Por Iván de J. Guzmán López

La Navidad es una de las vivencias más hermosas de la vida; de esas que son inolvidables por lo vivido en la lejana infancia, por el calor humano, por la fraternidad, por el amor que de ella emana. Navidad es, por sobre todo, tiempo de alegría y regocijo;  época en  que el rostro de mil millones y medio de cristianos  esplende de calor y de ilusión. La Navidad es siempre un tiempo de mucha cercanía espiritual con Dios, tiempo en el cual hasta el alma más insensible y el corazón más duro se ablandan para recibir a Cristo.

Qué bella es la Navidad  cuando en el silencio de la casa  o en la paz del alma, hacemos nuestro mejor balance,  y ese balance nos da superávit de alegría,  de caritas alegres, como dicen en los jardines escolares. Y qué triste es el balance cuando da negativo; es “como si la resaca de todo lo sufrido  se empozara en el alma”, según escribió con fortuna el gran poeta peruano César Vallejo, en su triste y duro poema Los heraldos negros.
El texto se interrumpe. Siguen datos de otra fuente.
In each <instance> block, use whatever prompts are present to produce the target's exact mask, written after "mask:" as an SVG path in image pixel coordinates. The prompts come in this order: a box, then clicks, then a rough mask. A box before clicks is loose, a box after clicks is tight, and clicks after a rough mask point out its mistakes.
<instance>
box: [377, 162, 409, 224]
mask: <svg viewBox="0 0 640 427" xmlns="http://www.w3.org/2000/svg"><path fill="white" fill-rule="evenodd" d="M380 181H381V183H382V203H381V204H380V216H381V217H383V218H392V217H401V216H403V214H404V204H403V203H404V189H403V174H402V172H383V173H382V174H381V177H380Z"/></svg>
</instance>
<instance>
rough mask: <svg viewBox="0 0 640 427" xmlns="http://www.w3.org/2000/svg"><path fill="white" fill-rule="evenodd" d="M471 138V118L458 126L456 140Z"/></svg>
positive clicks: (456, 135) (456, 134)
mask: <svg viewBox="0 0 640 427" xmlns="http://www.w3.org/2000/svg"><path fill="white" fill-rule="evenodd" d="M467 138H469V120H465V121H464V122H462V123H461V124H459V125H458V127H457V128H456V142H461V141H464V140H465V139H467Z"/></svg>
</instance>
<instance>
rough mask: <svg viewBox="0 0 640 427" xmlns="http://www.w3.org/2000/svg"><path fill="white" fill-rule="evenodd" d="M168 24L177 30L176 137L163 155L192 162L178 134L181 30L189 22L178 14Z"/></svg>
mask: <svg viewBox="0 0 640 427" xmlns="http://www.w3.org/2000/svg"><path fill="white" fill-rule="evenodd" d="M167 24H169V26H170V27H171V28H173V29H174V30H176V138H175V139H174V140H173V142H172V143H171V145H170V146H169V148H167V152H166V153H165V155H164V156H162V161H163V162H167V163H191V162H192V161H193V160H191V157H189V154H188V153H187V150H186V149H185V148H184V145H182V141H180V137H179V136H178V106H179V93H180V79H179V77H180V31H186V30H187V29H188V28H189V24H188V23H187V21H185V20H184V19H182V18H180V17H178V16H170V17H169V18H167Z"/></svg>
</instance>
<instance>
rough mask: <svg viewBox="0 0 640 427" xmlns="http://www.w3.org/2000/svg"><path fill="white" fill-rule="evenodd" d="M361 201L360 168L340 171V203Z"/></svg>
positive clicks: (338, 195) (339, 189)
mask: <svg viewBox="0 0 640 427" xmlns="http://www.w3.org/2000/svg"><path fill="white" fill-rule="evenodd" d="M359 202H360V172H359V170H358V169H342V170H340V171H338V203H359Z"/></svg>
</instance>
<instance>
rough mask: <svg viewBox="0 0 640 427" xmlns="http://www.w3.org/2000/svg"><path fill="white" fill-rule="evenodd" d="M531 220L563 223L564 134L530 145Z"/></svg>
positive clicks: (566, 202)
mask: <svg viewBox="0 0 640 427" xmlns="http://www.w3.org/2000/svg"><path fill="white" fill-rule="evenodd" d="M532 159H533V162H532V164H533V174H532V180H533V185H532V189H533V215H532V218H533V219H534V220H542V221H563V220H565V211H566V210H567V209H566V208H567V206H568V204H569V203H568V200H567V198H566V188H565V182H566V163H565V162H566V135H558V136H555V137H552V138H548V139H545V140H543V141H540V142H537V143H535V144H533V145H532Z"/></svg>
¡Navidad! Nada mejor que sentir su espíritu en  gentes  de todas las edades, condiciones económicas, sociales, culturales o raciales. El espíritu de la Navidad es esa fuerza invisible que hace que los corazones de millones de personas se muestren más sensibles ante el dolor; más compasivos frente a los que sufren; más solidarios ante los que poco o nada tienen. Y sobre todo: es una especie de sensibilidad extrema hacia los niños, que siempre encarnarán la infancia de Cristo.

Desde ese acontecimiento histórico y sagrado del nacimiento de Jesús (para quienes somos creyente), han pasado más de 2 mil años; Belén, que para hoy es una ciudad ubicada en el centro de Cisjordania (Palestina), situada a unos 9 km al sur de Jerusalén y enclavada en los montes de Judea, era, para la época, el lugar elegido por el imperio egipcio para el acontecimiento denominado “empadronamiento”, la manera egipcia de controlar al reino judío, reconocer a sus enemigos y saber a quién contaba como “amigo”, a más de recaudar los impuestos y procurar el comercio de trigo, maderas y otras mercaderías.
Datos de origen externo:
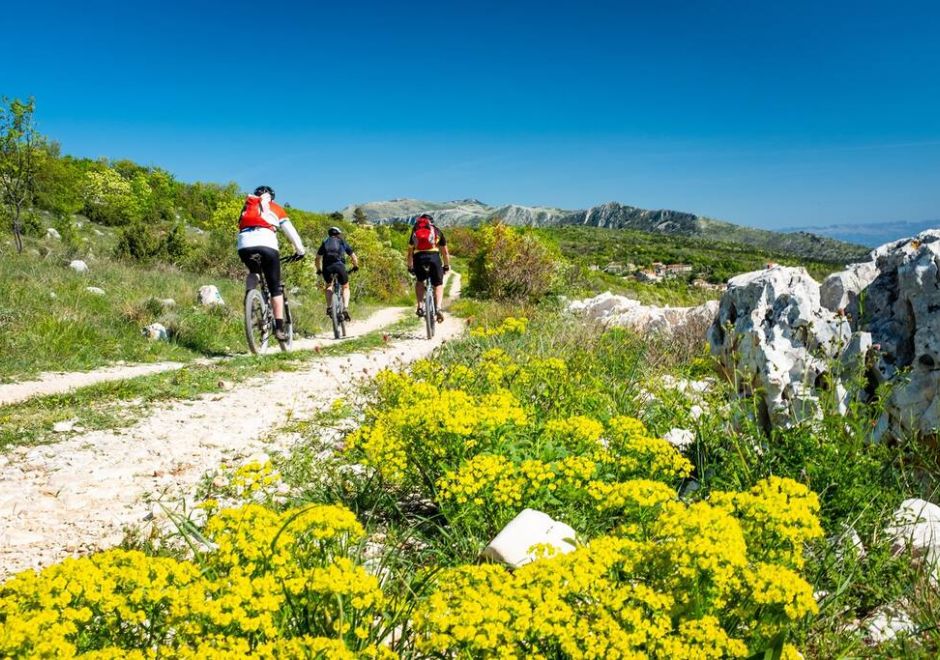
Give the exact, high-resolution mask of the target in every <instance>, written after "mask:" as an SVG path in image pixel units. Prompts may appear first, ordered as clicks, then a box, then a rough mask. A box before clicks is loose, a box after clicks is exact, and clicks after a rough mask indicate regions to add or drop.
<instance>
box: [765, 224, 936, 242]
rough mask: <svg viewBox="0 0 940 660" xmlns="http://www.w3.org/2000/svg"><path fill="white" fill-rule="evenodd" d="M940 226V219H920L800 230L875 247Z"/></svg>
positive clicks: (791, 230)
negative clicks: (909, 220)
mask: <svg viewBox="0 0 940 660" xmlns="http://www.w3.org/2000/svg"><path fill="white" fill-rule="evenodd" d="M938 227H940V220H920V221H908V222H876V223H871V224H858V225H827V226H821V227H800V228H799V231H806V232H810V233H813V234H816V235H817V236H825V237H827V238H834V239H836V240H839V241H846V242H848V243H856V244H858V245H864V246H866V247H870V248H875V247H878V246H879V245H884V244H885V243H890V242H891V241H896V240H899V239H902V238H907V237H909V236H915V235H917V234H919V233H920V232H922V231H924V230H925V229H936V228H938ZM781 231H798V230H797V229H796V228H792V229H781Z"/></svg>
Llegados José y María (próxima a dar a luz a Jesús), y en un entorno de ciudad totalmente ocupada, sin opción de alojamiento para tantos visitantes obligados por la orden de Augusto, José y María no tuvieron más alternativa que pasar la noche en uno de los tantos caravasares (un caravasar es un antiguo tipo de edificación surgido a lo largo de los principales caminos donde las caravanas que hacían largos viajes de muchas jornadas —de comercio, peregrinaje o militares— podían pernoctar, descansar y reponerse, tanto los viajeros, como sus animales, para retomar luego la marcha), hoy asociado a una pesebrera, justo donde se cumplió la profecía, al calor de abundante heno, animales, paz y amor (porque en esos días cesaba la barbarie romana y la gente se encontraba en fiesta para vender sus cosecha, en especial de trigo), y una estrella visible, en lo alto del cielo.  Sin duda, fue una noche de paz; una noche de amor.
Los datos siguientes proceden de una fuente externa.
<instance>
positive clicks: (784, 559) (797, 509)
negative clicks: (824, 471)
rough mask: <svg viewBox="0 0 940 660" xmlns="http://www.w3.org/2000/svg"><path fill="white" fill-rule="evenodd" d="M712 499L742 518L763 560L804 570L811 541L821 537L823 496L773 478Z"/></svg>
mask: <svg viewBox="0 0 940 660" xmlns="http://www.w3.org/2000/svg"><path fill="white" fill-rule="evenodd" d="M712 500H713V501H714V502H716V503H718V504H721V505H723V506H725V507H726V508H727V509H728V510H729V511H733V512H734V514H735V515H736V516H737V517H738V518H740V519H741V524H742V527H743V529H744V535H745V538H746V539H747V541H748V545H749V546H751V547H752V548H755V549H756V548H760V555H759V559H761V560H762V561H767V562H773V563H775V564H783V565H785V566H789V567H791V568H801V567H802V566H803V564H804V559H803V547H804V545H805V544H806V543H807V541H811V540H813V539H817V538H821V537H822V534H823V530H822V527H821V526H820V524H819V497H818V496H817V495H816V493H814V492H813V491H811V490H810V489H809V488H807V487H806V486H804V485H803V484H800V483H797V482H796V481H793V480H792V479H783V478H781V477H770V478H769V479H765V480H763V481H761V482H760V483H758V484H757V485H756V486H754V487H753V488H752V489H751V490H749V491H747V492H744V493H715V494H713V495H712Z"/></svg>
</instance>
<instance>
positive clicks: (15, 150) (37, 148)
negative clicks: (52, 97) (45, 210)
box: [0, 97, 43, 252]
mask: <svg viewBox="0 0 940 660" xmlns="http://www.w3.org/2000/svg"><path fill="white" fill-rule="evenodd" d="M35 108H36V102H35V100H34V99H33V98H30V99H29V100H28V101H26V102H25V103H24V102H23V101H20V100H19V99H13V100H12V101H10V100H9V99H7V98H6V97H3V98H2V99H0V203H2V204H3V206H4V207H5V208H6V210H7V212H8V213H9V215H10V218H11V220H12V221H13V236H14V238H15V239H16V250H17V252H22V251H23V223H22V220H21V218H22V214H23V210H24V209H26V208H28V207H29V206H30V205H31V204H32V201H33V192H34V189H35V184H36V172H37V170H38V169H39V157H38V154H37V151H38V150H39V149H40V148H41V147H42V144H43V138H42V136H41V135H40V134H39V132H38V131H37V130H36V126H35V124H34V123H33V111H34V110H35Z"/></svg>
Llegó la Navidad; se vive en toda parte, se siente en el hogar, en la calle, en el ambiente. Qué bueno que cada colombiano sintiera de verdad la Navidad como un tiempo especial, propicio para compartir y desear la paz y la ventura. Si así fuera, estaríamos haciendo menos dolorosa la existencia de los que poco tiene en el bolsillo o en el corazón; menos tristeza, en el alma y el cuerpo de los niños maltratados, de las madres cansadas, de los ancianos abandonados. Si todos los colombianos  sintiéramos en el alma verdaderamente la Navidad, seguro que estaríamos todos en la noble búsqueda de la paz, el bienestar y la convivencia.

Tal vez, si tuviésemos una Navidad llena de paz, llena de amor hacia los seres más desvalido de la tierra, Cristo, encarnado en el niño Jesús, se vería más hermoso y esperanzador en ese caravasar  de la historia, en ese pesebre de Belén, en cada corazón de colombiano.